FreeBSD gvinum RAID5 on Sparc64

Posted by: admin  :  Category: HA

Not long ago a friend of mine generously donated me a Sun E450 server for use with my current networking projects.

The machine came along with four IBM DDRS34560 hard drives. Since a capacity of 4 GB per drive is not that overwhelming by today’s standards I was looking forward to incorporate them into a RAID5 array.

The operating system of choice to achieve this was FreeBSD/sparc64 6.1-RELEASE (custom-built kernel, Sun E450 SMP Kernel Config).

This howto will not go into too much details. If you want to learn more about this stuff check out the man pages of gvinum, geom and have a look at the FreeBSD handbook, Chapter #19.

#1 Get Some Good Hard Drives

First of all you need to have at least three hard drives to build up a RAID5 plex (this is the term used for arrays in gvinum). It does however not make very much sense to build a RAID5 from three disks, making it a RAID1 with hotspare is a better approach then.
I would use at least four disks (better five) but not more than seven. RAID5 makes heavy parity calculations, so the more disks you have, the longer it will take to spread the parity (don’t do a RAID5 over 14 disks, it is much slower than a RAID0 spanned accross two RAID5’s of seven disks).
Although it’s possible to use hard drives of any size and even make them member of multiple plexes of any kind, I would not recommend to do so. It makes things a bit more complicated.
This is why I choose to always dedicate a single disk to a single plex only, making it (at least to look) similar to what ordinary hardware RAID controllers do.

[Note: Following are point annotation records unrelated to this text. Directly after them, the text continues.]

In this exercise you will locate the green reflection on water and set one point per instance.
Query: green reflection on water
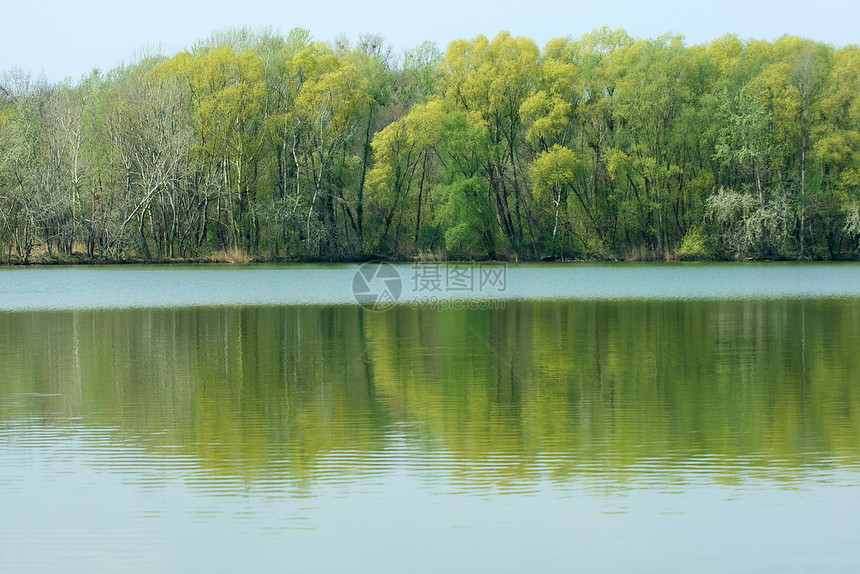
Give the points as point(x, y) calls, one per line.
point(623, 390)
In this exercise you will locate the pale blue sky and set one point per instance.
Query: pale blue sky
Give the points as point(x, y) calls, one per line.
point(67, 38)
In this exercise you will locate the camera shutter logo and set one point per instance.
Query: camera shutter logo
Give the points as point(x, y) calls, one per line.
point(377, 286)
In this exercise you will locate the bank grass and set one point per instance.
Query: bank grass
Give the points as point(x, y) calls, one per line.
point(232, 255)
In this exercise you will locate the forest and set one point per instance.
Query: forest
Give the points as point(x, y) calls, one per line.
point(255, 145)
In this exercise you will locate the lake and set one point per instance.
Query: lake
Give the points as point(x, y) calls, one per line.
point(430, 418)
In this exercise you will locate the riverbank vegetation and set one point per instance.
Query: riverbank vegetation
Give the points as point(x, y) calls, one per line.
point(256, 145)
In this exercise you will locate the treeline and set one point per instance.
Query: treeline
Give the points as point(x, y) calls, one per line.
point(280, 147)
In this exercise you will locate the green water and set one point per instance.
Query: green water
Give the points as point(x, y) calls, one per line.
point(631, 435)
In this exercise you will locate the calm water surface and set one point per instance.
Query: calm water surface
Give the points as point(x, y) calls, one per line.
point(594, 419)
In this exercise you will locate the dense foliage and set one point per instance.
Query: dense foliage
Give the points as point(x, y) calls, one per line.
point(277, 146)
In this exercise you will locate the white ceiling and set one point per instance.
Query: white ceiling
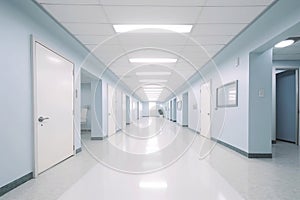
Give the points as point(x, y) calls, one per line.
point(215, 24)
point(288, 53)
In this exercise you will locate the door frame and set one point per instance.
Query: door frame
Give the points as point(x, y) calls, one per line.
point(297, 74)
point(210, 108)
point(34, 40)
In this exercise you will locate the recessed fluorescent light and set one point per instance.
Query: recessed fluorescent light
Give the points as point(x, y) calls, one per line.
point(153, 81)
point(284, 43)
point(153, 60)
point(152, 86)
point(152, 73)
point(153, 89)
point(153, 185)
point(54, 59)
point(121, 28)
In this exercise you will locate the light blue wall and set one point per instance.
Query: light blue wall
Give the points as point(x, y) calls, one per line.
point(128, 116)
point(233, 125)
point(18, 20)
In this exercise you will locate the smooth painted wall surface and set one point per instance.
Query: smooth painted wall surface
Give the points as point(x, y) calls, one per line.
point(86, 102)
point(231, 125)
point(21, 19)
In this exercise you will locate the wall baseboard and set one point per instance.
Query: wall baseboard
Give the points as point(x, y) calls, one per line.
point(286, 141)
point(98, 138)
point(78, 150)
point(248, 155)
point(12, 185)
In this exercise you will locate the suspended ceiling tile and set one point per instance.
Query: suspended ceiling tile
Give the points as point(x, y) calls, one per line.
point(155, 2)
point(77, 13)
point(151, 15)
point(238, 2)
point(97, 39)
point(217, 29)
point(108, 53)
point(89, 29)
point(229, 14)
point(210, 40)
point(95, 2)
point(291, 57)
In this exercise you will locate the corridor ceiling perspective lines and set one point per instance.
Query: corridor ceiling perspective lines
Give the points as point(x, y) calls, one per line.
point(214, 24)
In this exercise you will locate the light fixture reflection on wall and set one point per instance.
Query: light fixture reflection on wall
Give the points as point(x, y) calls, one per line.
point(285, 43)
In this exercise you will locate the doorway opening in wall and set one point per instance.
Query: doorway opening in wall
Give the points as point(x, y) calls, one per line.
point(85, 107)
point(53, 120)
point(88, 83)
point(205, 109)
point(153, 111)
point(287, 105)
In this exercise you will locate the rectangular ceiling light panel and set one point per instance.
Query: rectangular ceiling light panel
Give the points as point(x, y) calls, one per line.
point(122, 28)
point(153, 60)
point(153, 73)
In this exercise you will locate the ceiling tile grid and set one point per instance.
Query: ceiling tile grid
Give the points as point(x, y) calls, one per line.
point(215, 24)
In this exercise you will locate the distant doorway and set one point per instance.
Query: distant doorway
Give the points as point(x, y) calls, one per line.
point(205, 109)
point(287, 105)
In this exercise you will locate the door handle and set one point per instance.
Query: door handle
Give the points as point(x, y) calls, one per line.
point(41, 119)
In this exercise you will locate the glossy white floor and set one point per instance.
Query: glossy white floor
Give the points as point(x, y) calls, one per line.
point(157, 159)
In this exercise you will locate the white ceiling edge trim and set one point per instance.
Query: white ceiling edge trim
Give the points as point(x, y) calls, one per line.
point(222, 54)
point(93, 72)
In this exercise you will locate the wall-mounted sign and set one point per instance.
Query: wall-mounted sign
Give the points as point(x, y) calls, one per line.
point(227, 95)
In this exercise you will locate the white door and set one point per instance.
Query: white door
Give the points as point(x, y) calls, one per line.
point(53, 103)
point(123, 111)
point(205, 109)
point(111, 104)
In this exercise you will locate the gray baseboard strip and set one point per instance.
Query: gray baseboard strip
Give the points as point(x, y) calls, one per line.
point(259, 155)
point(249, 155)
point(98, 138)
point(12, 185)
point(78, 150)
point(193, 130)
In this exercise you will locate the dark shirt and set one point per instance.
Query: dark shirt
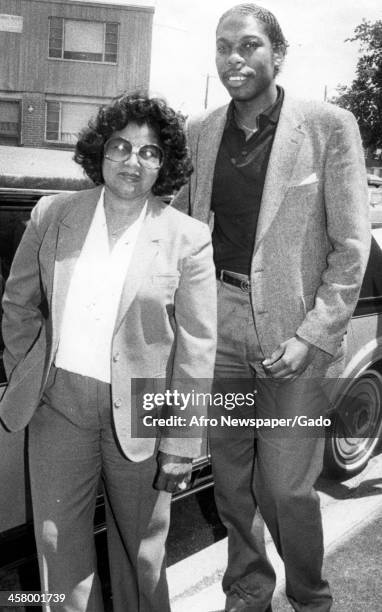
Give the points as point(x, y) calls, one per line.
point(238, 184)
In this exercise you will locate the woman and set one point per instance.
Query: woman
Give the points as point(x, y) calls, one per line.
point(108, 285)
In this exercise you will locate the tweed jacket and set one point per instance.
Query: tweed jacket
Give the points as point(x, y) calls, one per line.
point(166, 323)
point(313, 232)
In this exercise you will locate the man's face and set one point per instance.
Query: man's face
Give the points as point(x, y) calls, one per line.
point(245, 59)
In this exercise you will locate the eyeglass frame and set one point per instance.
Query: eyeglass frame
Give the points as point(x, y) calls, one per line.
point(134, 150)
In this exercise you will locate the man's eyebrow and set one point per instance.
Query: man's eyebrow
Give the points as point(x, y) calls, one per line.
point(242, 39)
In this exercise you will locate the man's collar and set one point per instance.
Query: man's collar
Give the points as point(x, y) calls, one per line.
point(269, 115)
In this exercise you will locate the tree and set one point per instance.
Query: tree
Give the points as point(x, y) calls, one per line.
point(364, 96)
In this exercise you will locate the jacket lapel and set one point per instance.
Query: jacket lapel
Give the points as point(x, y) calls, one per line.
point(209, 142)
point(152, 232)
point(71, 235)
point(286, 146)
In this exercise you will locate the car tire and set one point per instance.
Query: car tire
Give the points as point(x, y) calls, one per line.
point(356, 427)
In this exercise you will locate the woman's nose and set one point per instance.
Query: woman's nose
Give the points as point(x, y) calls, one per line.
point(132, 160)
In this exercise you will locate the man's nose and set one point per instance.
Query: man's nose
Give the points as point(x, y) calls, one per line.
point(235, 59)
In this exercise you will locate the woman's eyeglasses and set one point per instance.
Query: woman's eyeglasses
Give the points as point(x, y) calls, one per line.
point(118, 149)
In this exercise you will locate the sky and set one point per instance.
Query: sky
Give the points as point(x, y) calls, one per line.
point(183, 47)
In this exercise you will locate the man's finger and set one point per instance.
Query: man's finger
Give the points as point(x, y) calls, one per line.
point(276, 355)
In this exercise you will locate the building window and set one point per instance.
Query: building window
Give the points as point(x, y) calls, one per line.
point(64, 120)
point(9, 122)
point(90, 41)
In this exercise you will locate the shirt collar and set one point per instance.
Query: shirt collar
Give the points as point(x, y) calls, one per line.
point(269, 115)
point(131, 232)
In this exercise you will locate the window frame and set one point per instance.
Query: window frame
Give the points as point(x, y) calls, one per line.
point(60, 104)
point(105, 53)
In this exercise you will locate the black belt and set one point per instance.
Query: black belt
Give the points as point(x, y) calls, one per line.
point(226, 277)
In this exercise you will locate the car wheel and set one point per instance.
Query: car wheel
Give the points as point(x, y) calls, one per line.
point(356, 427)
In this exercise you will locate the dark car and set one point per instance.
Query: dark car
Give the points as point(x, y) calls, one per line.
point(356, 398)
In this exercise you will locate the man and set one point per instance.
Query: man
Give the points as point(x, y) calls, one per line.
point(285, 182)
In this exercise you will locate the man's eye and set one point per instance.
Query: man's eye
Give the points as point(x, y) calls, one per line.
point(250, 46)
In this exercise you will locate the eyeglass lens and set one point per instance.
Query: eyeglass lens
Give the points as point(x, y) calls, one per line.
point(119, 149)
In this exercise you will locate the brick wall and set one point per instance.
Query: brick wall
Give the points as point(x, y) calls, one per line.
point(33, 120)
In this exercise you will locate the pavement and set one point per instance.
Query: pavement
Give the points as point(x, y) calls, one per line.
point(352, 520)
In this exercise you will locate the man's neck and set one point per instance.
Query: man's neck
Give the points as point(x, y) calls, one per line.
point(248, 111)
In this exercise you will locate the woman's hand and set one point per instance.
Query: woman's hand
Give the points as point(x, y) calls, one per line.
point(174, 472)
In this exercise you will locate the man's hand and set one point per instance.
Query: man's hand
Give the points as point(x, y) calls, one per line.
point(290, 358)
point(174, 473)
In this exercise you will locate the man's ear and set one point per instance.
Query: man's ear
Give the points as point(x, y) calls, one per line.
point(278, 57)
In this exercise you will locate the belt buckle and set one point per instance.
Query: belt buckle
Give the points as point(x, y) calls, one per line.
point(245, 285)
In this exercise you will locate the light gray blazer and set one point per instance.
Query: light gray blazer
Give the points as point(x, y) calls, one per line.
point(313, 233)
point(166, 323)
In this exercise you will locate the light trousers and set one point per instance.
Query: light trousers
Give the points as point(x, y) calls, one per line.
point(71, 447)
point(273, 471)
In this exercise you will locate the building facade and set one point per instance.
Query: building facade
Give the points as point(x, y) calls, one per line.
point(61, 60)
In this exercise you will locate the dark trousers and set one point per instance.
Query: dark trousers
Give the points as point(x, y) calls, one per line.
point(273, 471)
point(72, 446)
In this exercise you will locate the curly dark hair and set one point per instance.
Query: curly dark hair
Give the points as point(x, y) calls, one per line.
point(139, 108)
point(271, 26)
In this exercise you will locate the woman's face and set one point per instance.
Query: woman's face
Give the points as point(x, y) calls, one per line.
point(132, 178)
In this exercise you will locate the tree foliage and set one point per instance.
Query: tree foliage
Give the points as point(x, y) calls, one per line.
point(364, 96)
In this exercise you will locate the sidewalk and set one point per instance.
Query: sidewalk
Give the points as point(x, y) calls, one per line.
point(352, 519)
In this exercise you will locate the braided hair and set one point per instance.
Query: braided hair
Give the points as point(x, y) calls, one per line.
point(271, 25)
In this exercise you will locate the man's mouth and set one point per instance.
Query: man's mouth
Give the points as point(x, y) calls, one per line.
point(236, 79)
point(133, 178)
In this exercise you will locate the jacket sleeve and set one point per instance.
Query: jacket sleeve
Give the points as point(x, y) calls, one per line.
point(348, 230)
point(195, 348)
point(22, 300)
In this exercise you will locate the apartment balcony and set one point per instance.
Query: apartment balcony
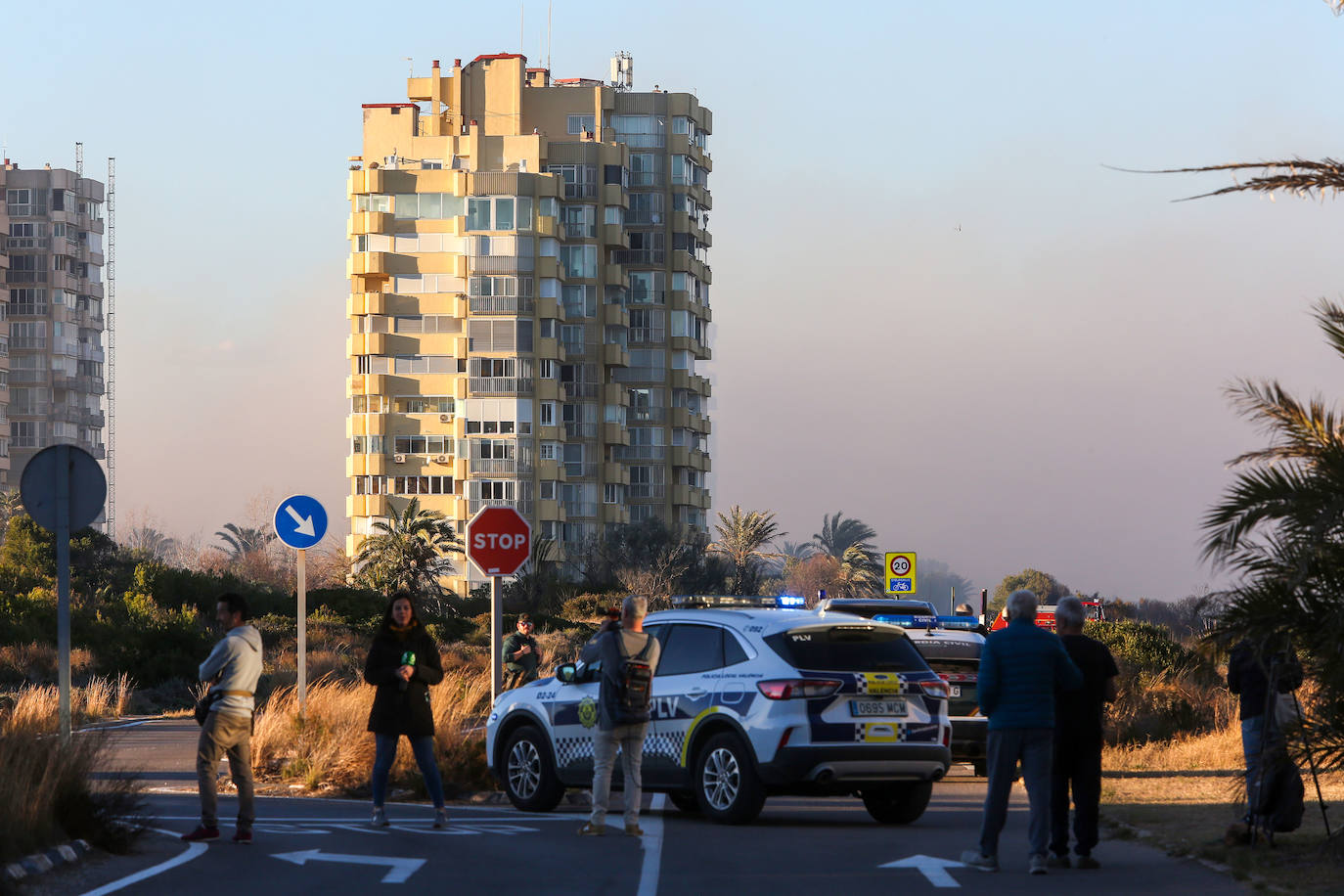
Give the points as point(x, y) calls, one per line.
point(499, 385)
point(502, 304)
point(367, 265)
point(366, 465)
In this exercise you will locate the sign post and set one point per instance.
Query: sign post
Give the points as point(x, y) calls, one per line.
point(301, 522)
point(901, 574)
point(499, 542)
point(64, 489)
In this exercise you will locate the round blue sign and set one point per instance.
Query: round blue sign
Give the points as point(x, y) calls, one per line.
point(300, 521)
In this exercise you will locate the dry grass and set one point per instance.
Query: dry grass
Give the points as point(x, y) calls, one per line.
point(331, 747)
point(46, 795)
point(35, 708)
point(1221, 748)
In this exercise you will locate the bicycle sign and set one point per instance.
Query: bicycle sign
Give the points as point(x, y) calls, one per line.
point(901, 572)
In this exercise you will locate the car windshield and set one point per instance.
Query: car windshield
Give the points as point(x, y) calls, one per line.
point(847, 649)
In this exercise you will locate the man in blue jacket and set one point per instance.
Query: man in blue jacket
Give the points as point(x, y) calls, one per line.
point(1020, 668)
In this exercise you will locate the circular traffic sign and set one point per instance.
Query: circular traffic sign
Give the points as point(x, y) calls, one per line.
point(83, 492)
point(499, 540)
point(300, 521)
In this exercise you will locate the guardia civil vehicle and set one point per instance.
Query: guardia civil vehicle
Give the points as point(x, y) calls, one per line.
point(750, 698)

To get a balanced weight of I/O performance I would also recommend that you always span a plesk accross identical disks. Using multiple disks of different kind could lead to a very unbalanced behaviour.
Imagine what happens if you span a RAID5 accross one 5400 rpm SCSI-1 and two 15k rpm U360 hard drives…

In my case I had four IBM DDRS34560 hard drives to get along.

#2 Hard Drive Partitions

When you have your hard drives ready you should setup the partitions (or disk labels to be correct).

Due to platform specific differences FreeBSD/sparc64 neither has an fdisk nor a bsdlabel command you could work with. The utility of choice to manage the disk label is called ‘sunlabel’.

First of all initialize all drives with a new disk label (replace DEVICE by your appropriate device name):

sunlabel -w DEVICE auto

Then you should edit the disk label (again, replace DEVICE by your appropriate device name):

sunlabel -e DEVICE

You will certainly notice a difference compared with a disklabel on the i386 platform. Create a new a: partition and start it at offset 1 (the offset is required to allow gvinum meta data to be store on disk). Since sunlabel will only allow to use sector offsets, this will waste more space than what’s actually needed for the meta data though this should not be a concern. Don’t make the mistake to start at offset 0 though, it won’t work out properly.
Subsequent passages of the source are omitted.